Having retired in April last year I now have a little more time so, due to popular demand, classes are back! We did a Christmas bread class in December including Stollen and Panettone and we have another class (already full) Feb 4th. We will run a few more over the next few months so, if you are interested please email or call.
We can pretty much accommodate whatever anyone wants to learn but we recently made the Scandinavian Kanellängd featured on the Christmas bake off and it was delicious: cinnamon butter filling in an enriched dough.
We are also doing dinner party rolls and breads for a lady who runs a supper club and shall also be doing breakfast breads for another lady who runs a B&B. Take a look through the site to see the type of things we have done in the past.
Format: 09.30 for 10.00 start, finishing c. 16.00. Three batches of bread to take home plus recipes. Coffee/tea and home made biscuits/cake plus lunch with wine, beer, soft drink etc.
Price: We are no longer supplying a free apron since most people already have an extensive collection so can offer a whole day course for £80 per person. £20 deposit (transferable but non refundable) secures a place with balance on the day.
Any questions, please email, call or leave a comment on the site.
We look forward to seeing you and, remember, keep baking!
Certificates arrived today! Gold for both Aussie Fruit Loaf and Turkish Pide and Bronze for Pesto swirl. Many of the professional winners are from small bakeries so check out whether any is near you: http://www.worldbreadawards.com/competition/winners/
Winner of the Amateur section was Andy Munarriz (@AndyMunarriz) who looks to be a great cook as well as a world class baker.
Just found out two of my breads won Gold at the World Bread Awards and my other entry a Bronze. Turkish Pide and Aussie Fruit loaf were two of just 15 golds not counting the overall winner Andy Munarriz. Certificates on the way so more to follow.
Another new recipe: http://www.myitaliansmorgasbord.com/2012/07/27/mixed-seeds-knackebrod-swedish-crackers-for-the-daring-bakers/ from a great website/blog.

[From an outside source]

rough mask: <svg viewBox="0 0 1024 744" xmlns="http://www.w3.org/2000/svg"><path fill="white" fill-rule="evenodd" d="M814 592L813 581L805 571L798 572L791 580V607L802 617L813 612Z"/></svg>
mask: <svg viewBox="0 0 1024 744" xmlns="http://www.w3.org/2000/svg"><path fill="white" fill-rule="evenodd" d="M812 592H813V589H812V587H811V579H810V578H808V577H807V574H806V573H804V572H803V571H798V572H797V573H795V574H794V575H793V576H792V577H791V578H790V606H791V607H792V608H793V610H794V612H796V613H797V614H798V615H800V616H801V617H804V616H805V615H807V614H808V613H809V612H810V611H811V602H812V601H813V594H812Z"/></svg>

It is a yeast dough but rolled very thinly and baked immediately. I tried plain ones with caraway and nigella seeds in the dough and the more coloured ones had an egg glaze into which I rolled some more seeds. I think these look better and have a great flavour. Suspect cumin seeds would be another good one. Easy and quick to make and very good with cheese. Would make a great Christmas gift.
I first made this when my neighbour came back from Cyprus with a loaf and it has been a favourite ever since. I have been making it as a three plait, photo left, but it is actually a flatbread so this weekend I made a more traditional version using this recipe (with the addition of fennel seeds to the nigella and sesame): http://www.taste.com.au/recipes/12772/turkish+pide. Needless to say delicious, especially warm and dipped in olive oil and Balsamic. One of the breads we are making Nov 8th on our flat (and flattish) bread course; only one place left!